Akçay, TBMM’de basın toplantısı düzenledi. Akçay, 2 Ekim’de Suriye tezkeresinin bir yıllık süresinin dolduğunu hatırlatarak, tezkerenin acil olarak görüşülmesi gerektiğini ifade etti. Suriye’deki terör örgütleriyle Türkiye’nin mücadele etmesi gerektiğinin açık olduğunu vurgulayan Akçay, dünyanın da Türkiye’ye saygı duyması gerektiğini kaydetti. Akçay, Kanun Hükmünde Kararnamelerle ilgili komisyon kurulması halinde Milliyetçi Hareket Partisi’nin nasıl hareket edeceğine yönelik bir soru üzerine şunları söyledi:
“Bu konuda bizimle herhangi bir temas olmadı. Hepimizin bildiği üzere Olağanüstü Hal uygulaması Anayasal bir dönemdir, süreçtir. Konu, maksat, yetki bakımından bir dönemsellik ve özel bir durum arz etmektedir. Bu konu, maksat, yetki sınırları belli olan bir süreçtir. Bugüne kadar Olağanüstü Hal yetki kanunu kapsamında 8 Kanun Hükmünde Kararname çıkarıldı. Olağanüstü Halin amacına, maksadına batığımızda 15 Temmuz’da meydana gelen darbe teşebbüsü ve FETÖ’cü yapılanma ve terörle mücadele olduğunu görüyoruz. Çıkarılacak Kanun Hükmünde Kararnamelerinde bu çerçevede olması gerekirdi. Bu Kanun Hükmünde Kararnamelerde yapılan bazı düzenlemeleri maalesef bu kapsamda değerlendirmek mümkün değil. Elbette terörle mücadele son derece kararlı, çabuk ve etkili şekilde sürdürülmesi gerekir. Anayasal kurum ve kurullardan ve hukuktan verilen yetkiden ayrılmamak gerekir. İktidar partisinin Kanun Hükmünde Kararnameler konusunda bir komisyon teşkil edilerek, Genel Kurul’dan geçirilmesi konusunda öneri teklif gelmiş değil. Bu teklifin şartları, gündemi, konusu gerekli değerlendirmeyi yapar, cevabı veririz. Türkiye Büyük Millet Meclisi’ne gelecek Kanun Hükmünde kararnamelerde pek çok düzeltmelerin yapılması gerekir. Olağanüstü Hal kapsamında değerlendirilmesi zor görünen haller var. Sözleşmeli öğretmen atamasına ilişkin bir düzenlemenin Kanun Hükmünde Kararname ile getirilmesine gerek yok. Devleti adeta yeniden dizayn eden kurumların yapısını kökten değiştiren, olağan hale geçtiğimizde de devam edeceği anlaşılan düzenlemeler var ki bunları kabul etmek mümkün değil.”

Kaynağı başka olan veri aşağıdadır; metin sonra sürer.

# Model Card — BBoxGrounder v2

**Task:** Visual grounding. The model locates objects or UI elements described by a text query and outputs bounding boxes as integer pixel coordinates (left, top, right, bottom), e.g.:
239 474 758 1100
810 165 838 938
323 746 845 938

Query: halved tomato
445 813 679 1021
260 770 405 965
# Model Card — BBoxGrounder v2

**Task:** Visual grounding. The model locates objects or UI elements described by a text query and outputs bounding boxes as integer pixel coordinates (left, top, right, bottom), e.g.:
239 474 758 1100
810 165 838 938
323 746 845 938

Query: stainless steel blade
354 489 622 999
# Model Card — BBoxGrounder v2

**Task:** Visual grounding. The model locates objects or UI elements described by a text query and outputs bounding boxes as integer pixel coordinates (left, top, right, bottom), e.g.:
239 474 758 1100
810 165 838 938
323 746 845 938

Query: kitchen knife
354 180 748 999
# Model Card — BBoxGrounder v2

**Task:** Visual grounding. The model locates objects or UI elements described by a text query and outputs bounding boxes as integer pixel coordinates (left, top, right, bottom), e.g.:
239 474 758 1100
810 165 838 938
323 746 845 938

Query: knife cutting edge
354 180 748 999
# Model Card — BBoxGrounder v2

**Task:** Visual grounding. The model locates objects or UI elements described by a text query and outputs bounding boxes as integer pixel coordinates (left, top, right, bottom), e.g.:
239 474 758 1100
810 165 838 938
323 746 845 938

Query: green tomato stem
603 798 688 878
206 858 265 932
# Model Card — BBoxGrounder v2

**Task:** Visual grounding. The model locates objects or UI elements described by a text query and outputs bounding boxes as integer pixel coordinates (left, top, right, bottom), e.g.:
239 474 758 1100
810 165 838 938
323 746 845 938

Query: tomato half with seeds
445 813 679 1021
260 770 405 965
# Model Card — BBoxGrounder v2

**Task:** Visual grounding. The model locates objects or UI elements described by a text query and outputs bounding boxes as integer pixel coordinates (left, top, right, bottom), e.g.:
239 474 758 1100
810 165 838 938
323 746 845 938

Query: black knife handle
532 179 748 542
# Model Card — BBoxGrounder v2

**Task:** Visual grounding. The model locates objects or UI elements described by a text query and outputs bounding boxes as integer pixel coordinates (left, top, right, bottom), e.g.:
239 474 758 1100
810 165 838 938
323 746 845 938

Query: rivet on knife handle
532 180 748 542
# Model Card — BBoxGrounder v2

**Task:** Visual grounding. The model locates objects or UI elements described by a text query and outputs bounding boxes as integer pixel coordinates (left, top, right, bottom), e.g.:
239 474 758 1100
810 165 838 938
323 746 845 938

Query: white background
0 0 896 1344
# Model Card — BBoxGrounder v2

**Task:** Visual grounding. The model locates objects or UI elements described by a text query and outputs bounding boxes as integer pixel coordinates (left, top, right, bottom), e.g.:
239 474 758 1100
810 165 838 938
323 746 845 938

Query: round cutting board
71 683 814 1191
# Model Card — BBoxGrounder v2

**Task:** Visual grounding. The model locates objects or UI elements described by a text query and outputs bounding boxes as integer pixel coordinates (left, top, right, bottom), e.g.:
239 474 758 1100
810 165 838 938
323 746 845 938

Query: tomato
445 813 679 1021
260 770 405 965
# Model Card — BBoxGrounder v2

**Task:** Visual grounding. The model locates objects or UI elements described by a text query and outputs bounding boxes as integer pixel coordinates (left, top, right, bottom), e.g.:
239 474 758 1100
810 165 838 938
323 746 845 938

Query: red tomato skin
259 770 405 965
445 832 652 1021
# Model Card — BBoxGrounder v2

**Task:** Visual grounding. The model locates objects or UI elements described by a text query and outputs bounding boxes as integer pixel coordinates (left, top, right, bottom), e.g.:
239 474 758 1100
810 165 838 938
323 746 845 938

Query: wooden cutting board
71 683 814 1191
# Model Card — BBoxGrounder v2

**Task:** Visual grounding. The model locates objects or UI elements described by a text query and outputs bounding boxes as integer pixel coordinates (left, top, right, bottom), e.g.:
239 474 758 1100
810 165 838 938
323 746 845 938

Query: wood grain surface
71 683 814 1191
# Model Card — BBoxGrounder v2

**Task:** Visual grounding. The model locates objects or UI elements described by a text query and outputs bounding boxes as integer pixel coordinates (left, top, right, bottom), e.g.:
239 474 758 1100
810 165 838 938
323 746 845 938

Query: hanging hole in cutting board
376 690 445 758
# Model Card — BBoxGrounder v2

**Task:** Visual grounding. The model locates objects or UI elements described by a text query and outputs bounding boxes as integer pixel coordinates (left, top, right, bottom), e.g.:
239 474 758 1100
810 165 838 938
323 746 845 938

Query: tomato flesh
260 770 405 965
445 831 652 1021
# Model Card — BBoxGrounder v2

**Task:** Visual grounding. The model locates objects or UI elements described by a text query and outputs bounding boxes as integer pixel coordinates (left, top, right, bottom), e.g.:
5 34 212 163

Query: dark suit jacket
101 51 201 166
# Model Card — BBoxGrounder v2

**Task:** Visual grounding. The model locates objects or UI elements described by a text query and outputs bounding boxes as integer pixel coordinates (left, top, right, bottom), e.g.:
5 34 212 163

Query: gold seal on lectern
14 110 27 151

“ASKERİ ELEBAŞLARI ORTAYA ÇIKARILMALI”
Akçay, darbenin siyasi, bürokratik elebaşlarının açıklanmadığına dikkat çekerek, “Bütün milletimizin ve Milliyetçi Hareket Partisi olarak beklentimiz, 15 temmuz darbe girişimi Türkiye’yi sürükleyen bu ‘Yurtta Sulh Konseyi’ denilen terör elebaşlarının siyasi, bürokratik ve askeri elebaşlarının ortaya çıkarılması ve bunlarla nihai hesaplaşmanın yapılmasıdır” şeklinde konuştu. Akçay, yedek milletvekili tartışması ile ilgili şu değerlendirmeyi yaptı:
“Türkiye Büyük Millet Meclisi’nin milletvekili sayısı 550’dir. Dolayısıyla bir yedek milletvekili sistemine geçilmesinin gerekli olmadığın düşünüyorum. Gereklilik ise yedek; Cumhurbaşkanı, Başbakan seçilmesi gerekir.”
“TAMAMEN YANLIŞ”
Meclis Başkanı Kahraman’ın hasar gören yerlerin ‘Demokrasi Müzesi’ olacağını açıklamasını hatırlatan gazeteciye Akçay, “Tamamen yanlıştır. 15 Temmuz darbe girişiminde sadece Türkiye Büyük Millet Meclisi binaları zarar görmedi. Gölbaşı’nda Özel Harekat polislerimiz 52 şehit verdiğinde pistn yerle bir edildiğini görüyoruz. Bu izlerin tamamen silinmesi gerekir. Eğer Demokrasi müzesi düşünülüyor ise bunun en uygun yeri Ankara’dır. Ankara’da Türkiye Büyük Millet Meclisi içerisinde milletvekilleri hizmet ve eski halkla İlişkiler binasında boşaltılan kısma, yeni yapılanmada demokrasi müzesi düşünülebilir. Gerekli materyaller oraya konmak suretiyle, Türkiye’nin değişik yerlerinde gerek Özel Harekat gerek Genelkurmay’da, İstanbul’da Türkiye’nin dört bir tarafında meydana gelen hususları derli toplu gösterecek, dünyaya sergileyebilecek bir müze düşünülebilir. Kesinlikle 15 Temmuz’da zarar gören kulisler, odalar eski haline getirilmelidir” ifadelerini kullandı.
MECLİS’İN AÇILIŞI
Meclisin açılışının ertelenmesi konusuna ilişkin olarak ise Akçay, “Türkiye’deki darbe girişimini dünya alem gördü. Meclisin açılmasının ertelenmesine gerek yok. Bir an evvel ülkemizin sorunlarına, özellikle Kanun hükmünde kararname düzenlemelerine gidilmesi fayda görüyoruz. Milliyetçi Hareket Partisi olarak Türkiye Büyük Millet Meclisi’nin 1 Ekim’de açılarak son sürat çalışmalarının devam etmesini arzu ediyoruz” dedi.